My photography
I use photography to show something about where I’ve been or people whom I’ve met. As well as trying to see the beauty in a scene or situation, I’m also trying to convey ideas and feelings. My photography is about me and what I do, who I meet and where I go. All my photography tries to be contemporary and creative. I’m resistant to being fitted in to a taxonomy by categorisation such as “travel” or “conceptual” or “nature”. All image-making is political simply by the act of selection and hence exclusion but I am not campaigning for any particular point of view, except to try to see the positives and to live life to the full.
I use 645, 35mm and DX formats plus a handy little digital compact that shoots RAW files. I’ve experimented with non-lens photography - do ask!
I first worked in a monochrome/silver wet darkroom at age 7, helping my Father with scientific prints; I’ve used colour negative materials since age 21 and digital since 2005. I use Photoshop (Adobe) and Photopaint (Corel).
Fort Queyras and Mont Visio (3841 m.)
Driving up the Valley of the Durance in Provence, the river bed is alight with the autumn colours on all the vegetation, the ash and silver birch trees put on a particularly vivid show. Travelling upstream towards the mountains, I get the impression of moving though the stages of autumn as the colours slowly go darker to late autumn as the kilometres pass this trip’s hired Clio.
The snow-covered granite mountains, Alps and Écrins, gradually come in to view; now the super-white brilliance of the snow left by this October’s storms steals the show, topping off the visual treat of the Provence topography.
Low Water on the Thames at Palace Wharf, Fulham
The Palace Wharf warehouse bears the date 1907, but the pier has been derelict since the 1970s.
Menton on the French Riviera, now the frontier town between France and Italy.

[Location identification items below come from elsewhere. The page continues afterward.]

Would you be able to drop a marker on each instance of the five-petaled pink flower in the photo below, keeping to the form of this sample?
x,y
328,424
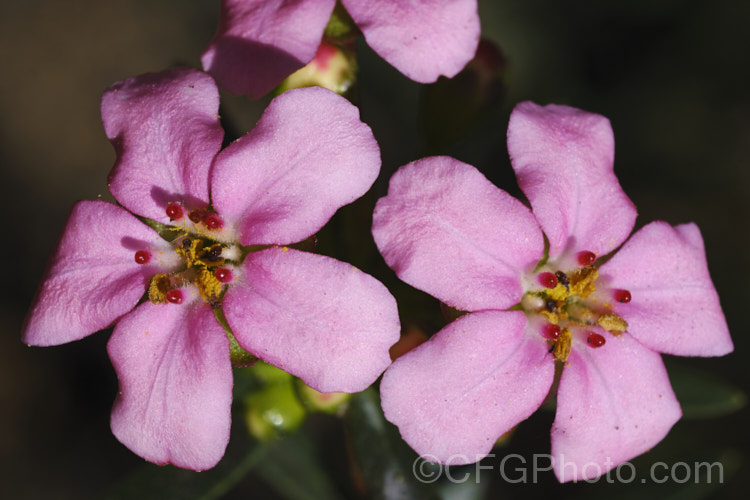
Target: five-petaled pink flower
x,y
445,229
261,42
232,211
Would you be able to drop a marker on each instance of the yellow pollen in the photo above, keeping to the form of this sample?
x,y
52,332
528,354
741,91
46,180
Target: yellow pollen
x,y
612,323
208,285
582,282
563,343
559,293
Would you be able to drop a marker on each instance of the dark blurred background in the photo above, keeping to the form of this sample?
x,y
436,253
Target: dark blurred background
x,y
672,76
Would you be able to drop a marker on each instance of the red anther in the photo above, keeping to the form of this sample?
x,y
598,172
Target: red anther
x,y
586,258
223,274
174,296
142,257
547,280
213,222
174,211
595,340
622,296
196,216
551,331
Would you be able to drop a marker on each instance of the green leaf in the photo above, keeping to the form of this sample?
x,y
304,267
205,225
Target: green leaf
x,y
155,482
702,394
292,467
384,461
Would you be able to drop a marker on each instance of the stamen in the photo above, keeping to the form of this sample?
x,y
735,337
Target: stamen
x,y
174,211
551,332
174,296
213,253
213,222
622,296
561,351
547,280
142,257
595,340
223,274
586,258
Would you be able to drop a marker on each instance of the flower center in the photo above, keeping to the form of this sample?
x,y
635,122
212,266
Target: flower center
x,y
567,303
207,262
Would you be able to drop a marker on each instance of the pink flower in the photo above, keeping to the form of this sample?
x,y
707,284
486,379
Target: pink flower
x,y
320,319
261,42
445,229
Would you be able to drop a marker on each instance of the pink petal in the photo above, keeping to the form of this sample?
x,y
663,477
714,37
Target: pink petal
x,y
92,278
317,318
674,308
455,395
308,155
166,132
563,158
175,376
614,403
261,42
423,40
445,229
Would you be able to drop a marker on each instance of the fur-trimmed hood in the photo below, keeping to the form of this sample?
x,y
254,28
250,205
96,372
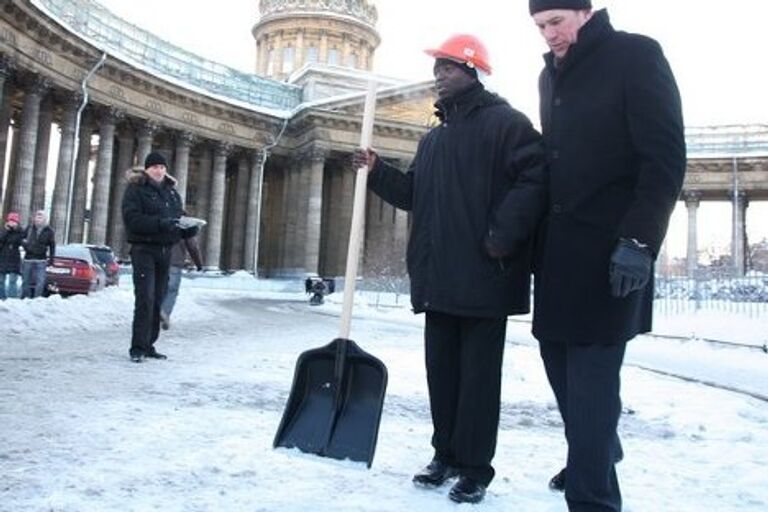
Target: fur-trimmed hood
x,y
138,176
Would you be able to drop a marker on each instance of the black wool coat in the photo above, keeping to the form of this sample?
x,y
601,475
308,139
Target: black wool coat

Templated architecture and repetitive patterns in “Metro-Land” at the School of Media, Arts and Design of The Uni of Westminster's Northwick Park site.
Sheep in the shade of the trees of The Tumulus on London’s Hampstead Heath, within sight of the city. The sheep are here for a week as an experiment, which may lead to more sheep and for longer. Apparently the first time there have been sheep on this traditional grazing land for more than fifty years. Their chosen location is a bit of a photographic challenge, as I wanted to show both the sheep and the city. Elsewhere on Parliament Hill Fields and Hampstead Heath, the classic views of the City of London remain but with ever more skyscrapers each time I go to look.